Cash has a number of weapons it his disposal, most of which are fairly mundane items like baseball bats, crowbars, or the particularly noteworthy plastic bag. For the most part enemies need to be eliminated through stealth. If the player is able to spend more time lining up a kill they’ll get a bonus and a more gruesome kill as a result.
The game’s stealth components make it tense in its own right, but the console versions go the extra mile by utilizing the Xbox headset or PS2 USB microphone. With the microphone enabled players can actually make noise to attract or distract the enemy gang, but if you go into your settings and turn the microphone all the way up you’ll find that the game takes on a whole new level intensity, where even breathing too loud can alert enemies to your location.

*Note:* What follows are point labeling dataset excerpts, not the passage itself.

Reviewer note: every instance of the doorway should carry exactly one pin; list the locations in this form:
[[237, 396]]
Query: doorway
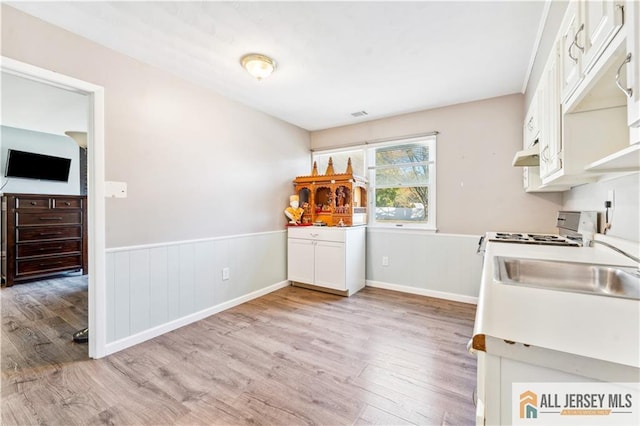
[[95, 194]]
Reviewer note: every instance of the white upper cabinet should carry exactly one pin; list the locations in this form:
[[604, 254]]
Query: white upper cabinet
[[532, 123], [589, 97], [587, 29], [601, 21], [570, 54], [550, 140], [633, 71]]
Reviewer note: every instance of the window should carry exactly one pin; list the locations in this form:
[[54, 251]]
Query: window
[[340, 159], [401, 182], [401, 178]]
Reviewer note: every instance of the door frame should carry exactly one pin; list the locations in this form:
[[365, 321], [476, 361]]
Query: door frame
[[95, 194]]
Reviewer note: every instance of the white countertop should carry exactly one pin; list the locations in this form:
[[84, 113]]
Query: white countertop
[[600, 327]]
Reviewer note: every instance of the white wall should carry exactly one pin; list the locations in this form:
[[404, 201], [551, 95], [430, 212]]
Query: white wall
[[40, 143], [625, 216], [478, 189], [590, 196], [198, 167], [439, 265], [153, 289]]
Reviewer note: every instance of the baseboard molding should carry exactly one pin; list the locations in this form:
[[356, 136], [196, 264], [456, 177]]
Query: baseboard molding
[[143, 336], [424, 292]]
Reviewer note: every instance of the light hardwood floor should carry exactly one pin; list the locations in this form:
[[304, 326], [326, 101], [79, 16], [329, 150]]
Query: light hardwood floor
[[292, 357]]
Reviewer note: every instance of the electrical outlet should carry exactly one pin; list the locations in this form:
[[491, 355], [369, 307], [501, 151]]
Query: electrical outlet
[[610, 197]]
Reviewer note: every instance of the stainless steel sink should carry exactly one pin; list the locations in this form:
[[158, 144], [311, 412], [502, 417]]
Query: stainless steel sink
[[603, 280]]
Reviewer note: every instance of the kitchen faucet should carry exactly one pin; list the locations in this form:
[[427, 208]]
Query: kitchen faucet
[[622, 252]]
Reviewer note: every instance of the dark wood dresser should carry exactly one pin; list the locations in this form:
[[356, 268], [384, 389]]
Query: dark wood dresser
[[42, 235]]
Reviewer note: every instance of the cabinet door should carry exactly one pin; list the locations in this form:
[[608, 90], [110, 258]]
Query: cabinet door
[[300, 261], [602, 20], [570, 54], [633, 69], [330, 265], [531, 126], [550, 138]]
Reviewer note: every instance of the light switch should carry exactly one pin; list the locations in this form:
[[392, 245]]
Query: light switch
[[115, 189]]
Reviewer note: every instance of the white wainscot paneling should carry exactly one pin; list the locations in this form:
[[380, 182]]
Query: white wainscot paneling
[[157, 288], [439, 265]]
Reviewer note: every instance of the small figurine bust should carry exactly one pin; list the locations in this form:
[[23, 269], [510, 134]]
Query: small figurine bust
[[294, 211]]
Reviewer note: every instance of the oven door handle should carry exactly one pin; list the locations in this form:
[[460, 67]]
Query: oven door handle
[[481, 248]]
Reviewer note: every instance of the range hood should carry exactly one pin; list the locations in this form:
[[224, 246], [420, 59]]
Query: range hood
[[527, 157]]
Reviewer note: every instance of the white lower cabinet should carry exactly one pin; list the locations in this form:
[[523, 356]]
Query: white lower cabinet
[[332, 258], [509, 362]]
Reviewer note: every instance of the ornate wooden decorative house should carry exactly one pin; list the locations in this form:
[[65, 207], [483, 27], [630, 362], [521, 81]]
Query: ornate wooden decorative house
[[332, 199]]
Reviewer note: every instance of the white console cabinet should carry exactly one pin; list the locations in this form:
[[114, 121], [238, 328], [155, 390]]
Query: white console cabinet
[[331, 258]]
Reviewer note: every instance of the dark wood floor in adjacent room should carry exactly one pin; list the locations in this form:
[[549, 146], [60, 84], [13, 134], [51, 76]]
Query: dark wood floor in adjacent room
[[292, 357]]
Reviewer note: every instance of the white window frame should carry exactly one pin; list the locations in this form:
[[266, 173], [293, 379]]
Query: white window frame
[[369, 160], [430, 224]]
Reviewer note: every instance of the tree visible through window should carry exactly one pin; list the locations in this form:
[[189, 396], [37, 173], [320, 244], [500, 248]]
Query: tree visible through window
[[401, 174]]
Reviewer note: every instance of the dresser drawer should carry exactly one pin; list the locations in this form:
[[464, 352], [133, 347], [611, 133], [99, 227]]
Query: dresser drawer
[[32, 202], [49, 264], [319, 233], [47, 233], [53, 247], [67, 203], [49, 217]]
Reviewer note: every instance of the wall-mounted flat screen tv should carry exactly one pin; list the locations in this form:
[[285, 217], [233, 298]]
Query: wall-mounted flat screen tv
[[30, 165]]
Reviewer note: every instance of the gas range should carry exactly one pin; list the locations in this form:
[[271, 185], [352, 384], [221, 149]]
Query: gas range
[[571, 226], [526, 238]]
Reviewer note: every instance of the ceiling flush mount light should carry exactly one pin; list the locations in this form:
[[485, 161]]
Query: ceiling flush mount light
[[259, 66]]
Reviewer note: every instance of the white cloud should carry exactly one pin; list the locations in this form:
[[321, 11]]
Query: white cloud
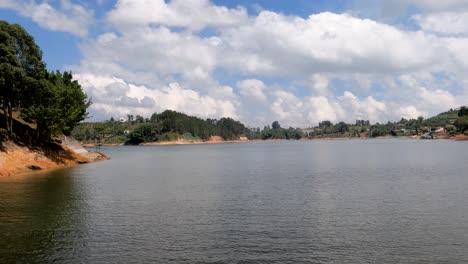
[[320, 84], [444, 22], [327, 42], [158, 59], [114, 97], [252, 88], [193, 14], [71, 18]]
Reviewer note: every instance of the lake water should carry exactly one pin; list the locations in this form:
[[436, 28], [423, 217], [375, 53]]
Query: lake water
[[354, 201]]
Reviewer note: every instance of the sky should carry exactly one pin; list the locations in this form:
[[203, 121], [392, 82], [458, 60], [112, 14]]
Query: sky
[[298, 62]]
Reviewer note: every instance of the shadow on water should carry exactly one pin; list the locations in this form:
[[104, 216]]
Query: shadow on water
[[38, 214]]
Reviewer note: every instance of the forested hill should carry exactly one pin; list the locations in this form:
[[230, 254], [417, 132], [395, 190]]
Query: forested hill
[[166, 126], [171, 125], [35, 103]]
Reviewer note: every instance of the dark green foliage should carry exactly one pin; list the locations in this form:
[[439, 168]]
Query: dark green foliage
[[166, 126], [53, 101], [58, 104], [462, 123], [275, 125], [463, 111]]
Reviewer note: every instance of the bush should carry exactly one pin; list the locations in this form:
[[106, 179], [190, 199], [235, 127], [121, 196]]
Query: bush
[[3, 135]]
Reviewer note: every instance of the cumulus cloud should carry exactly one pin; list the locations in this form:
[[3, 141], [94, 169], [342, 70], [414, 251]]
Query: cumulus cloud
[[71, 18], [252, 88], [114, 97], [453, 23], [211, 61], [192, 14]]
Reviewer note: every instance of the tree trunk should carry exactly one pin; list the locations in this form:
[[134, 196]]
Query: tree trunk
[[10, 118], [5, 113]]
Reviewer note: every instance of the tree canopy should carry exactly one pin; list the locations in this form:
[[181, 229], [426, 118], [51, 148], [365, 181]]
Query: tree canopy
[[52, 100]]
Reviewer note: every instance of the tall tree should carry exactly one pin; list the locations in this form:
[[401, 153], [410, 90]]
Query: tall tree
[[20, 62]]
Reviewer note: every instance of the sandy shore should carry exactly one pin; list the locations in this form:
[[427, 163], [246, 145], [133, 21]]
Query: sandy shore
[[15, 160], [219, 140]]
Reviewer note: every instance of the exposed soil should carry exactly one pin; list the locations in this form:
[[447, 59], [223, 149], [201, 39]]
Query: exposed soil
[[16, 159]]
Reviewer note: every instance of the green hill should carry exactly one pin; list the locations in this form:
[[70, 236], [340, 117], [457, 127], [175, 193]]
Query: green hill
[[442, 119]]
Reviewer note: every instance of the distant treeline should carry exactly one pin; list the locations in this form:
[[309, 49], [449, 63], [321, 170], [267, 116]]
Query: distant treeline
[[171, 125]]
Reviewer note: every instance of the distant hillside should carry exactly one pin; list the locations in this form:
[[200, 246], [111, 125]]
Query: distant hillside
[[442, 119]]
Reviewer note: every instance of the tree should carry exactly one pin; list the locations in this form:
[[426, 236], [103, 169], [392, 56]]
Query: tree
[[57, 104], [463, 111], [20, 63], [462, 123], [275, 125]]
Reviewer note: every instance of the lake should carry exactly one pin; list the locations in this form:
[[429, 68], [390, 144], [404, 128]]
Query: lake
[[342, 201]]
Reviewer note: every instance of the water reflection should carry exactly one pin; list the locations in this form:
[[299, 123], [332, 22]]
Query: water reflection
[[39, 215], [388, 201]]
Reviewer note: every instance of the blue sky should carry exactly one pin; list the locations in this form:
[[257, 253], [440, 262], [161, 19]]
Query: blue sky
[[299, 62]]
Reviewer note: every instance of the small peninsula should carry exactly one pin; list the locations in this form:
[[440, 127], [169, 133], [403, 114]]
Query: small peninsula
[[38, 109]]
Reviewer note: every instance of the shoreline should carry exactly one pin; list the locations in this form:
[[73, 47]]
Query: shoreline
[[18, 160], [459, 137]]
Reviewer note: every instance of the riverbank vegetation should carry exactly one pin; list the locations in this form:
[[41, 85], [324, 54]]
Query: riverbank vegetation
[[38, 108], [171, 126], [36, 104]]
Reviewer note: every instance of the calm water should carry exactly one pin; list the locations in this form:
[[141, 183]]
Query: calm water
[[374, 201]]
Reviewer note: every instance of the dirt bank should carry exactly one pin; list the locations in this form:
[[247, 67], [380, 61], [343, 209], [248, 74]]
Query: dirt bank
[[15, 159]]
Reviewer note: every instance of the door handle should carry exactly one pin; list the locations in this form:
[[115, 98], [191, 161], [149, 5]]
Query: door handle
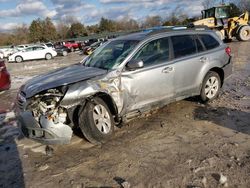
[[203, 59], [167, 70]]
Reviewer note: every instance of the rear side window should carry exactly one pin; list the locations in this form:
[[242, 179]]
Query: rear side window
[[183, 45], [209, 41], [199, 45]]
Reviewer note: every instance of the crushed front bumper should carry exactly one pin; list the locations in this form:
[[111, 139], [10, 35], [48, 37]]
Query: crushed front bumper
[[45, 131]]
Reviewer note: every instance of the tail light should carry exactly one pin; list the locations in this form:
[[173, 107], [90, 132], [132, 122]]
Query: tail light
[[228, 51]]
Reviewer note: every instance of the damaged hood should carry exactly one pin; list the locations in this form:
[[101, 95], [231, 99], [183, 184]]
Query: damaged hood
[[60, 77]]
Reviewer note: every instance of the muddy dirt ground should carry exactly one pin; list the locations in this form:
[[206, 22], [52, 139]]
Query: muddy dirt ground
[[186, 144]]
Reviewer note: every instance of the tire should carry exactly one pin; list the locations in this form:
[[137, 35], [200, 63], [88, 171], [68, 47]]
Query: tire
[[210, 86], [65, 53], [96, 121], [244, 33], [18, 59], [220, 35], [48, 56]]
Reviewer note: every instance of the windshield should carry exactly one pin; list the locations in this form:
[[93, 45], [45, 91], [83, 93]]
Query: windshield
[[110, 55]]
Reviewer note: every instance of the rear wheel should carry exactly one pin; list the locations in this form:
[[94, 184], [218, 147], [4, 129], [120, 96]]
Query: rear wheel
[[96, 121], [48, 56], [210, 87], [65, 53], [18, 59], [244, 33]]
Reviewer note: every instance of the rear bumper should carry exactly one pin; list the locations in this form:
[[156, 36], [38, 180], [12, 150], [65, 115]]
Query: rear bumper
[[45, 131]]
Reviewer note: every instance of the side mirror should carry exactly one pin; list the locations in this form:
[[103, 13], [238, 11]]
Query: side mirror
[[135, 64]]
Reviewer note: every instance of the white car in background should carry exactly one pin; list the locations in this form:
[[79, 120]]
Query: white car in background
[[31, 53], [5, 52]]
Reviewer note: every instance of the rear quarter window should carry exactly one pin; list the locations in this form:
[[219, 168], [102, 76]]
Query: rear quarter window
[[183, 45], [209, 41]]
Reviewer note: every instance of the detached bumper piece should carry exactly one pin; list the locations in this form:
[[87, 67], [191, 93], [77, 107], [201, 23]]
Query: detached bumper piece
[[46, 131]]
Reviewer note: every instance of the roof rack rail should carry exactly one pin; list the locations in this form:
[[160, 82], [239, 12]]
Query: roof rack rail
[[161, 29]]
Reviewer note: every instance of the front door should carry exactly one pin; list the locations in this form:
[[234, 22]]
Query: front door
[[152, 84]]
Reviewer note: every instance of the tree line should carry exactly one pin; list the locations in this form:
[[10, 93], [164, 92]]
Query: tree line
[[43, 30]]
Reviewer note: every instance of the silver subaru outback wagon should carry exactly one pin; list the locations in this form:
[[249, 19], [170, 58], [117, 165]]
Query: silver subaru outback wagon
[[121, 80]]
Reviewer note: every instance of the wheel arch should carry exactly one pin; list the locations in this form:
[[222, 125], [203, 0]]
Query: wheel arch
[[74, 113], [219, 71]]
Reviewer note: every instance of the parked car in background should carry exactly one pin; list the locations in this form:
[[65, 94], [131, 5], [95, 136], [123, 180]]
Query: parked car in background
[[123, 79], [87, 50], [62, 50], [21, 47], [6, 52], [71, 45], [31, 53], [48, 44], [4, 77]]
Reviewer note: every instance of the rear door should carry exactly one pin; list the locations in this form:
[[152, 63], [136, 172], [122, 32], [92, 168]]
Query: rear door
[[189, 58]]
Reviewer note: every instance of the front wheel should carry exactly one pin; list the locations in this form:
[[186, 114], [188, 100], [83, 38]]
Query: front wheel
[[210, 87], [244, 33], [48, 56], [65, 53], [96, 121], [18, 59]]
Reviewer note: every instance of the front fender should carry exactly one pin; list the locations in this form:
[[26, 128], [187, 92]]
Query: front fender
[[78, 92]]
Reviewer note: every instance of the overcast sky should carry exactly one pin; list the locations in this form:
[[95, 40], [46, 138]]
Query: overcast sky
[[16, 12]]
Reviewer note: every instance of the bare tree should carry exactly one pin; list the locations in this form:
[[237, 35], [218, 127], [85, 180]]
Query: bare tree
[[152, 21], [208, 3]]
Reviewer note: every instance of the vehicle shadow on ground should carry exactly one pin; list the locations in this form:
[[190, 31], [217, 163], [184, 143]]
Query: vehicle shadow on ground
[[10, 163], [236, 120]]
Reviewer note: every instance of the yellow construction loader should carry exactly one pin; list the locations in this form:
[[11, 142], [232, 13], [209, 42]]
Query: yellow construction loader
[[218, 19]]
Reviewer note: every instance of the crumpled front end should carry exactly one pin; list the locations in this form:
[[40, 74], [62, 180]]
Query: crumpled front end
[[42, 119]]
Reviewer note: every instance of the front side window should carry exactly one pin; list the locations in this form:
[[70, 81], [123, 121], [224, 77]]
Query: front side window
[[209, 41], [183, 45], [29, 49], [154, 52], [110, 55]]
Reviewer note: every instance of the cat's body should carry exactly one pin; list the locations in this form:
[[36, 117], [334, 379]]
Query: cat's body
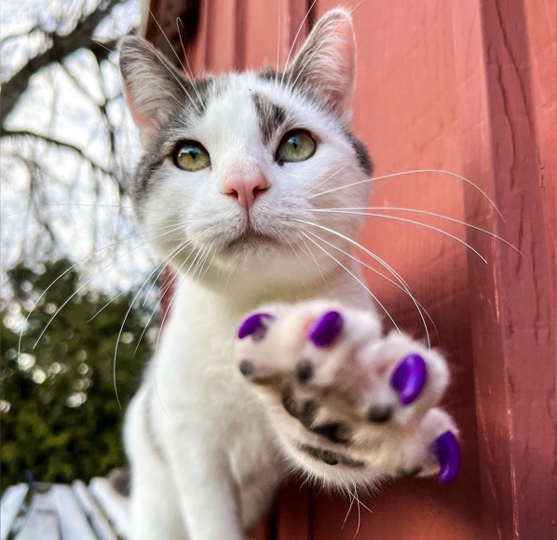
[[234, 172]]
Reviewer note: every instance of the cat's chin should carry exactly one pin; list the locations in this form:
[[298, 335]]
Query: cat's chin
[[250, 241]]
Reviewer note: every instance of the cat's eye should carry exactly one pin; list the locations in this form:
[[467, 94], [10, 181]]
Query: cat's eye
[[191, 156], [296, 145]]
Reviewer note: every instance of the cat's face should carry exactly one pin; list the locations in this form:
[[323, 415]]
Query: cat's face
[[234, 165]]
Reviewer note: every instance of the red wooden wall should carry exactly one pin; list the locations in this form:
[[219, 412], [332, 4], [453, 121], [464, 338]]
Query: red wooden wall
[[467, 86]]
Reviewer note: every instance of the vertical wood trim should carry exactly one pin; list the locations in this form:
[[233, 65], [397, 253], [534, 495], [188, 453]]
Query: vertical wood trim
[[512, 299]]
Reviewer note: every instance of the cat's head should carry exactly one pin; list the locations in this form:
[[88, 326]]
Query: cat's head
[[234, 165]]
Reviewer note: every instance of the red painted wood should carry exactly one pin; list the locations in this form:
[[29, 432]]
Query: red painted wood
[[467, 86], [513, 310]]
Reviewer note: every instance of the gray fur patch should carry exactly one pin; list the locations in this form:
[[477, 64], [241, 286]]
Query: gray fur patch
[[331, 458], [362, 155], [270, 116]]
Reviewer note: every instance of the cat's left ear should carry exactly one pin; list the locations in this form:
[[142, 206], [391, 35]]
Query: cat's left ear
[[325, 66], [155, 90]]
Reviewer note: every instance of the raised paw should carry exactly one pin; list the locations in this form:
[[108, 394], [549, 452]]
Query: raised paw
[[346, 401]]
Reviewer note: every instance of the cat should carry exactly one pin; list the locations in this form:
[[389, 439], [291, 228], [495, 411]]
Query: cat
[[274, 358]]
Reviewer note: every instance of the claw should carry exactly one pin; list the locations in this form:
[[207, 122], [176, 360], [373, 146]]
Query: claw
[[254, 326], [447, 451], [409, 378], [326, 329]]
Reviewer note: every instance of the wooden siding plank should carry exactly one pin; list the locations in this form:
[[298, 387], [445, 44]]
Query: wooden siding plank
[[513, 308], [73, 522], [42, 520], [115, 506], [12, 501], [98, 521]]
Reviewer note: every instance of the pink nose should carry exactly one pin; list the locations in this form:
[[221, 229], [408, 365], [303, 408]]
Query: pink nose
[[245, 186]]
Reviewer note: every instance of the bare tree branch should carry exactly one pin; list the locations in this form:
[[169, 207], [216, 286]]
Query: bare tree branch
[[61, 47], [57, 142]]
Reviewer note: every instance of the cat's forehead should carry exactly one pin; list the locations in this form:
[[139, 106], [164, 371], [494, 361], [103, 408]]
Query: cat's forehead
[[248, 105]]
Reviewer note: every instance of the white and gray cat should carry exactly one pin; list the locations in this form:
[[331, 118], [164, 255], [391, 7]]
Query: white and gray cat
[[232, 191]]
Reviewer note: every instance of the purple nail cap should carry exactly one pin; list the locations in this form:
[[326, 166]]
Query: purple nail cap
[[326, 329], [409, 378], [254, 325], [447, 451]]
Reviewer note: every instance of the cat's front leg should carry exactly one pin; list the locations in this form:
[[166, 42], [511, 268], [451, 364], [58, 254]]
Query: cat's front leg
[[348, 403], [208, 496]]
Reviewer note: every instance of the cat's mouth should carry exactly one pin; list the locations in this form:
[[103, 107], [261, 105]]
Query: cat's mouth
[[250, 239]]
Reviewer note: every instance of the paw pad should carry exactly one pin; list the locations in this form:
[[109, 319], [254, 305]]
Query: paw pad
[[255, 326], [409, 378], [326, 329], [447, 451], [304, 371]]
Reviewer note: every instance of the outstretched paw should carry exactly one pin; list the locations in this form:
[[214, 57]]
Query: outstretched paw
[[346, 401]]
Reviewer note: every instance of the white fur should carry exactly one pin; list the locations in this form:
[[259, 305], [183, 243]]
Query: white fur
[[208, 449]]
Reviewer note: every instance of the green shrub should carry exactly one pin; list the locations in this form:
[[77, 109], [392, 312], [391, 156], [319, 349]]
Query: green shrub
[[61, 419]]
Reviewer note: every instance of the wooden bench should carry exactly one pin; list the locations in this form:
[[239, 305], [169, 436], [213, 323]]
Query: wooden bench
[[61, 512]]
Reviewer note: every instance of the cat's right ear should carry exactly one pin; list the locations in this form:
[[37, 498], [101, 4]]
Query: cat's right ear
[[155, 90]]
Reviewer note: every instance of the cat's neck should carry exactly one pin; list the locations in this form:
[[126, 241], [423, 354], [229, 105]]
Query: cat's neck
[[240, 294]]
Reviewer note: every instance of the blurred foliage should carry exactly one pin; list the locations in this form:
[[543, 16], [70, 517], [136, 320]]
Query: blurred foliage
[[60, 417]]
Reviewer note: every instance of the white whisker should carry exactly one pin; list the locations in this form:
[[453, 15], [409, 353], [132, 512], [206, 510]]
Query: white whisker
[[404, 220], [402, 287], [433, 214], [362, 284], [417, 171]]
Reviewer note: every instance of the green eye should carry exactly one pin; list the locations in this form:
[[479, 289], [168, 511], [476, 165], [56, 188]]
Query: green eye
[[296, 145], [191, 156]]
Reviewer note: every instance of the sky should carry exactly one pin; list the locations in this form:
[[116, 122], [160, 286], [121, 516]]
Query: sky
[[84, 208]]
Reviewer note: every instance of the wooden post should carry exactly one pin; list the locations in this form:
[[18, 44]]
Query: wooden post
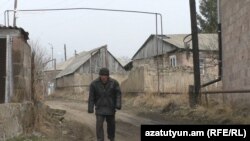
[[191, 96]]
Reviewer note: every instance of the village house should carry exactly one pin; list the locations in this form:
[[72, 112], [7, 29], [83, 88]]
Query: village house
[[164, 63], [84, 68]]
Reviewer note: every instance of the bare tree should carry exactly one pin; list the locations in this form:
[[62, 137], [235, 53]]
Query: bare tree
[[40, 58]]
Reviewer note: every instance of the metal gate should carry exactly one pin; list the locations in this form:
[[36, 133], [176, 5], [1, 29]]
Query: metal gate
[[2, 69]]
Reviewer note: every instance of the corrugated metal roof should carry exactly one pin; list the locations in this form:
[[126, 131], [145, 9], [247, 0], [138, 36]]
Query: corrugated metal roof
[[123, 61], [79, 60], [25, 34], [206, 41]]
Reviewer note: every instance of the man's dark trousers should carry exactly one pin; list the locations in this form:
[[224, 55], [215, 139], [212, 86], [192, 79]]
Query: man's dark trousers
[[110, 119]]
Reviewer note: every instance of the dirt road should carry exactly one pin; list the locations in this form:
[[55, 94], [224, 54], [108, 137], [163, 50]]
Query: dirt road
[[127, 124]]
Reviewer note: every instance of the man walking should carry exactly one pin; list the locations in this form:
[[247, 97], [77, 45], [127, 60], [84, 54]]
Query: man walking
[[105, 96]]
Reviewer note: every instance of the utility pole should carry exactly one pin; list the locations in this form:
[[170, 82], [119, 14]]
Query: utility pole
[[14, 17], [65, 52], [196, 94], [75, 53], [52, 53]]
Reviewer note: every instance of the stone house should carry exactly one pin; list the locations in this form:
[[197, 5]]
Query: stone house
[[85, 67], [165, 64]]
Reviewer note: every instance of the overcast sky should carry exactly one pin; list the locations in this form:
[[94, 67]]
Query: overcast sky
[[83, 30]]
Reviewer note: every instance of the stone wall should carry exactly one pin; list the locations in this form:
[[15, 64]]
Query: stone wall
[[21, 70], [235, 44], [16, 119]]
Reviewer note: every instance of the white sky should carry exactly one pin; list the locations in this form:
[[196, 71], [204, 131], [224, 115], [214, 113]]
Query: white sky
[[124, 33]]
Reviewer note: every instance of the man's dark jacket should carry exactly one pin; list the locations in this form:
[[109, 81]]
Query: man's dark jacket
[[106, 98]]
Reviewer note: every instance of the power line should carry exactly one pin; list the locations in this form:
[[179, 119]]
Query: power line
[[4, 3]]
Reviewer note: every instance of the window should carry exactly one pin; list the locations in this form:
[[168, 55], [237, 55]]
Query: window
[[173, 61]]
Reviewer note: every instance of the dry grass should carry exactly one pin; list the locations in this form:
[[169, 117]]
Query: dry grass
[[177, 107]]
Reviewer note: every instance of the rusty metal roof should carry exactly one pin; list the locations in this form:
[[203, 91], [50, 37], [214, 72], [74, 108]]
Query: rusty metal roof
[[77, 61], [206, 41], [25, 34]]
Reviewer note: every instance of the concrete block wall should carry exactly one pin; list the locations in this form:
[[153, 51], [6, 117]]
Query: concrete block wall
[[236, 44], [21, 121]]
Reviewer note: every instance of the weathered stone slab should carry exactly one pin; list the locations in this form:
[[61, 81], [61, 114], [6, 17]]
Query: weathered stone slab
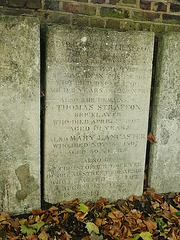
[[164, 170], [19, 111], [97, 101]]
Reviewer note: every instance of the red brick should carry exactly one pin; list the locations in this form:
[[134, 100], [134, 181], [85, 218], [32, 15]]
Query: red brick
[[129, 1], [175, 8], [81, 0], [97, 22], [160, 7], [113, 1], [16, 3], [34, 4], [2, 2], [171, 18], [51, 5], [80, 21], [79, 8], [113, 24], [146, 5], [98, 1], [146, 16]]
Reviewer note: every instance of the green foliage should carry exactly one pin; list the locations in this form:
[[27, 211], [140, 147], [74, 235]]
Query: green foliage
[[161, 223], [83, 208], [31, 229], [177, 213], [110, 206], [143, 235], [91, 227]]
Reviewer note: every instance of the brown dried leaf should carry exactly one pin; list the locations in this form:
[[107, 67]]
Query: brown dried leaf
[[151, 138], [100, 204], [100, 222], [86, 238], [43, 235], [177, 200], [32, 237], [37, 212], [80, 215], [151, 225]]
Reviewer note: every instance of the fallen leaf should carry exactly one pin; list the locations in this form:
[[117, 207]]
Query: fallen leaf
[[91, 227], [151, 138], [83, 208]]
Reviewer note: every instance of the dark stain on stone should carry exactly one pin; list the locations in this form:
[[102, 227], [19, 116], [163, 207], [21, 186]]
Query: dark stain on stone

The game’s violence and twisted story have earned it quite a reputation and a number of bans including heavy restrictions or outright confiscation in Australia, New Zealand, Germany, and Russia. While the other two games on my list have really softened up as they’ve aged, even today Manhunt can still be pretty brutal to behold. Although the PC version doesn’t seem to support the microphone I’d still recommend checking this one out today.
Night Trap (Sega CD, 32X, PC, Mac)
Oh man, speaking of controversy, back in 1992 there was nothing you could do to upset your parents more than booting up Night Trap. The game was contentious to the world at large but to my ultra conservative home state it was treated as though the devil himself had manifested in CD-ROM format.
In Night Trap Mr. and Mrs. Martin host a slumber party for a collection of girls, all five of whom disappear mysteriously. Now for…uh some reason there’s a new set of girls arriving primed for an all new sleepover. It’s a curious setup for a group of scantily clad twenty somethings pretending to be teens to be tormented by a group of vampires dressed as a SWAT team.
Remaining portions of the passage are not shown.